Городские шумы изменились. Громыхание ремесленников: удары молотов, звуки обтесывания камней и разделки и шлифовки древесины слышались реже, крики зазывал лавочников и брадобреев тоже – их сменили ожесточенные и бессвязные перепалки. Гул голосов превратил город в гудящий улей. У каждого горожанина на любой счет было свое мнение: один выражал испуг, другой давным-давно обо всем догадывался, кто-то владел сведениями об агонии властителя, а кто-то делился воспоминаниями о военном параде; были те, кто сожалел о погибших в сражении родственниках, и те, кто восхвалял деятельность фараона или критиковал его. Все выражали свои мысли в полный голос, не опасаясь, что об их речах донесут. Безопасный, Мери-Узер-Ра превращался в связующее звено, обеспечивающее сплоченность горожан, а его смерть соединяла их добрососедскими и братскими отношениями.
Мерет отыскала меня возле храма Птаха, где толпились кумушки.
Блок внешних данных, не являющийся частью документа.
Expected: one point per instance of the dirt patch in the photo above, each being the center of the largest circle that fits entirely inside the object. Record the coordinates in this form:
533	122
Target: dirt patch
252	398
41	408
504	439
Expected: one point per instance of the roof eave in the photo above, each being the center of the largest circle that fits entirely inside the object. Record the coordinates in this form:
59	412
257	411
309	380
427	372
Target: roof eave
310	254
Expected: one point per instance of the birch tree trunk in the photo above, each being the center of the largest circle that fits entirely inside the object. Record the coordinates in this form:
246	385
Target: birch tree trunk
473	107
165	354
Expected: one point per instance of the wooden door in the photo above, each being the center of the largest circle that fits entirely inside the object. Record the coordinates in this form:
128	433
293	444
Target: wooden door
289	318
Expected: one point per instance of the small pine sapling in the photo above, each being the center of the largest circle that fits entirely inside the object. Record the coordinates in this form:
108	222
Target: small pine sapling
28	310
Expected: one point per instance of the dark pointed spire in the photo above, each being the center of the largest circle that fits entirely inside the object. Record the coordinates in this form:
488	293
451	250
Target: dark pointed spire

– Ноам, тебя призывает Неферу.
– Сбегаю за своими котомками.
– Бедняжка Неферу…
Я с удивлением взглянул на Мерет, наверняка единственную, кого беспокоила участь принцессы. Все знали, что Неферу имела кровосмесительную связь со своим отцом, плодом которой стал младенец Моисей, но всем было плевать на это. Будучи потомками богов, фараоны вели другую жизнь, и своеобразие их нравов обязывало народ взирать на них, как на особенных людей, в том числе и в области чувственности. То, что принцесса может быть потрясена, никого не касалось.
– Я рада, что ты поможешь ей выдержать это страшное испытание.
– А ты-то сама, Мерет? Что ощущаешь ты?
– Ничего. Разве только, что время течет… За долгие годы я частенько видела фараона: его никогда не интересовали ни я, ни моя арфа.
– Ты беспокоишься за свое будущее при дворе?
– Ничуть. Или его сын Сузер наймет меня, и я буду продолжать музицировать, или он меня прогонит, и тогда я буду зависеть только от тебя. Оба варианта меня устраивают.
– Этот Сузер любит музыку?
– Утверждает, что да, – ответила Мерет и насмешливо добавила: – Он так упоен своей персоной, что хочет быть совершенством.
Добравшись до павильона принцессы, я по расстроенным лицам прислужниц и валяющимся на алебастровых плитах осколкам заподозрил, что Неферу вышла из себя. Раздавленная страхом, опустив плечи и вперив взгляд в пол, ее компаньонка Птахмерефитес повела меня на залитую солнцем террасу, где принцесса, с растрепавшейся прической и поплывшим гримом, со страшной скоростью поглощала финики.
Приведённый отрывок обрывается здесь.